The oldest records of this branch are the runic inscriptions, some of which date as far back as the 3rd or 4th century.

5.3. West Germanic, which is composed of the following languages: German, English, Dutch, Frisian, Afrikaans, Yiddish, Luxembugian.

6. The Greek language, with its numerous dialects.

7. The Indic group, including the language of the Vedas, classical Sanskrit, and the Prakrit dialects.

8. The Iranian group, including (a) West Iranian (Old Persian dating from about 520-350 B.C.); (b) East Iranian (Avesta and Old Bactrian).

9. The Italic group, consisting of Latin and the Umbrian-Samnitic dialects. From the popular form of Latin are descended the Romance languages: Portuguese, Spanish, Catalan, French, Italian.

10. Slavonic, embracing: (a) the South-Eastern group, including Russian, Belarusian, Bulgarian, and Illyrian (Servian, Croatian, Slovenian); (b)the Western group, including Czech (Bohemian), Sorabian, Polish and Polabian.

Extinct Groups and Languages:

11. Hittite died out in the 2-1 millennium B.C.; spoken on the territory of modern Turkey and Northern Syria. The Hittite language is very important for Indo-European reconstruction.

12. Tocharian died out after the 8th century A.D.; spoken in oases of Eastern Turkestan Tocharian, now extinct, represented by texts discovered in Chinese Turkestan, which are thought to be anterior to the tenth century A.D.

It should be noted that alongside with large groups of languages, like Germanic, Italic or Slavic, the Indo-European family includes individual groups each of which consists of only one language, such as Albanian, Armenian and Greek.

English belongs to the Germanic group of languages representing the Indo-European family of languages.

Modern Germanic languages currently spoken fall into two major groups: North Germanic (or Scandinavian) and West Germanic. The former group comprises: Danish, Norwegian, Swedish, Icelandic, and Faroese.
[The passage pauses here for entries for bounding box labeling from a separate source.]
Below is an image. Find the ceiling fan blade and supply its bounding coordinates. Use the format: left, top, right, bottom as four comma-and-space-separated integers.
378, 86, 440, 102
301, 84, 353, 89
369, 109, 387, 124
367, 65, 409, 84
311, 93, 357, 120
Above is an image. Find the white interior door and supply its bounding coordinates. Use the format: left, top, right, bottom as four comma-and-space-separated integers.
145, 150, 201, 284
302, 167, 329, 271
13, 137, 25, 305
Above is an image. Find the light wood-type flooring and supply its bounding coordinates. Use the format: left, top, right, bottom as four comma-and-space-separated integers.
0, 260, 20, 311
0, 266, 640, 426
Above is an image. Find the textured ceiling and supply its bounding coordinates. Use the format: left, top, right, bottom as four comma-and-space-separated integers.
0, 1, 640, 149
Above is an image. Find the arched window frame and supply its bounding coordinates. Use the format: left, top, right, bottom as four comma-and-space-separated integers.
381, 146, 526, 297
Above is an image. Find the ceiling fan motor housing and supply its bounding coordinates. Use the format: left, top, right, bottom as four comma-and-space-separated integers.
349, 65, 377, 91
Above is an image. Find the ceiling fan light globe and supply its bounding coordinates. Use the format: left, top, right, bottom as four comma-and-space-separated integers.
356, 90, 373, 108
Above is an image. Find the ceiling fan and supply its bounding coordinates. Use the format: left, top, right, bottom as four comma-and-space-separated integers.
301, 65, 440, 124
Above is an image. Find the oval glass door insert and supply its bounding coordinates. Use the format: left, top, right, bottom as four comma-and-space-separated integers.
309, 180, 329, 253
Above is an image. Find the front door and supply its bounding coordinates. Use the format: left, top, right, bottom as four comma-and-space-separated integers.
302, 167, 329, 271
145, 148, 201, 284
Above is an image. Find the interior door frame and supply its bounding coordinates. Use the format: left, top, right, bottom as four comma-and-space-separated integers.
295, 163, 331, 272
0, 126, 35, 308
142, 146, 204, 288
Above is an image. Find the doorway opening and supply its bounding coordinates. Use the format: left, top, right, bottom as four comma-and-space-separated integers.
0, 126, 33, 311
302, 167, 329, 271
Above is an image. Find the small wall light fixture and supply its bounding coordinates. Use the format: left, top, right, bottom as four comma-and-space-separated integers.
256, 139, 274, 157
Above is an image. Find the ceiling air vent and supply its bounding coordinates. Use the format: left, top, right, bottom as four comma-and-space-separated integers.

The latter: English (in all its varieties), German (in all its varieties, including Yiddish and Pennsylvania German), Dutch (including Afrikaans and Flemish) and Frisian.
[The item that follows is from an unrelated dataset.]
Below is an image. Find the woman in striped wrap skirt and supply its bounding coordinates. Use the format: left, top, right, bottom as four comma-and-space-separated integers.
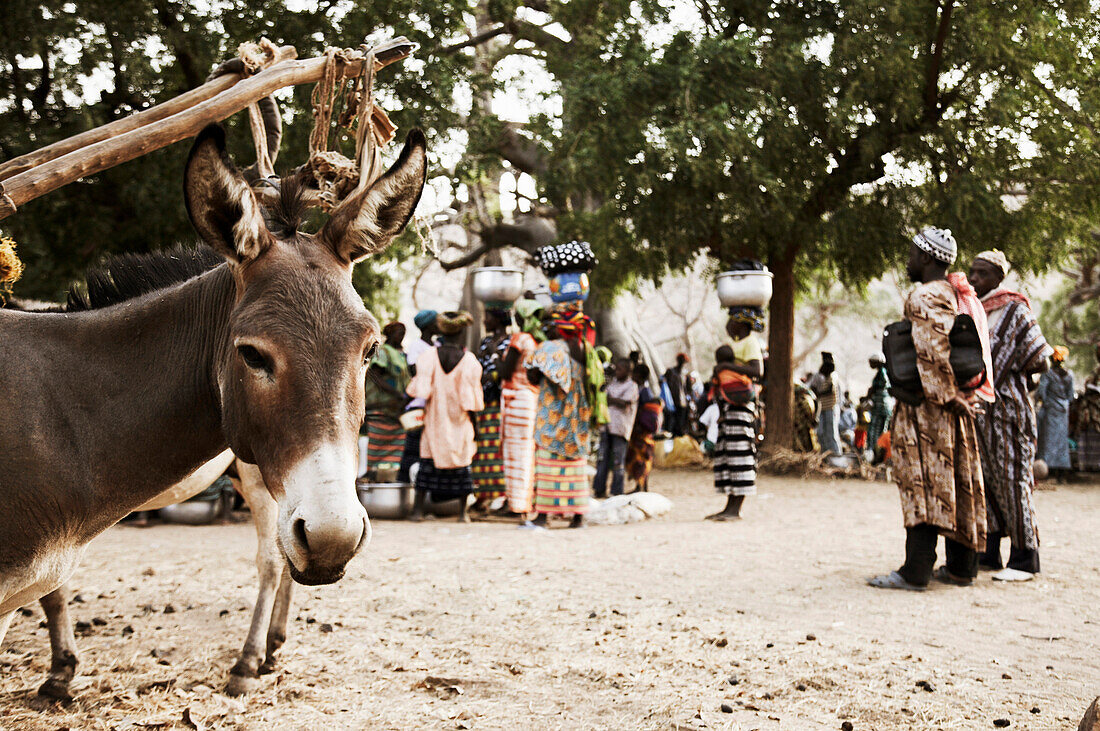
707, 307, 763, 521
The varieties of English are particularly extensive and include not just the dialectal and regional variants of the British Isles, North America, Australasia, India and Africa, but also numerous English-based pidgins and creoles of the Atlantic (e.g. Jamaican Creole and Pidgin Krio) and the Pacific (e.g. Hawaiian Pidgin). When one adds to this list the regions of the globe in which Scandinavian, German and Dutch are spoken, the geographical distribution of the Germanic languages is more extensive than that of any other group of languages.  In every continent there are countries in which a modern Germanic language (primarily English) is extensively used or has some official status (as a national or regional language). Demographically there are at least 450 million speakers of Germanic languages in the world today, divided as follows:

North Germanic, over 18 million (Danish over 5 million, Norwegian over 4 million, Swedish approximately 9 million, Icelandic 260,000 and Faroese 47,000);

West Germanic apart from English, approximately 125 million (90 million for German in European countries in which it has official status, German worldwide perhaps 100 million, Dutch and Afrikaans 25 million, Frisian over 400,000); English worldwide, 320–80 million first language users, plus 300 – 500 million users in countries like India and Singapore in which English has official status.

East Germanic is a third group of languages within the Germanic family that needs to be recognised, ерщгпр all of its members are now extinct. These were the languages of the Goths, the Burgundians, the Vandals, the Gepids and other tribes originating in Scandinavia that migrated south occupying numerous regions in western and eastern Europe (and even North Africa) in the early centuries of the present era.

It is difficult to estimate the number of people speaking Germanic languages, especially on account of English, which in many entries is one of two languages in a bilingual community, e.g. in Canada. The estimates for English range from 250 to 300 million people who have it as their mother tongue. The total number of people speaking Germanic languages approaches 440 million. To this rough estimate we could add an indefinite number of bilingual people in the countries where English is used as an official language (over 50 countries).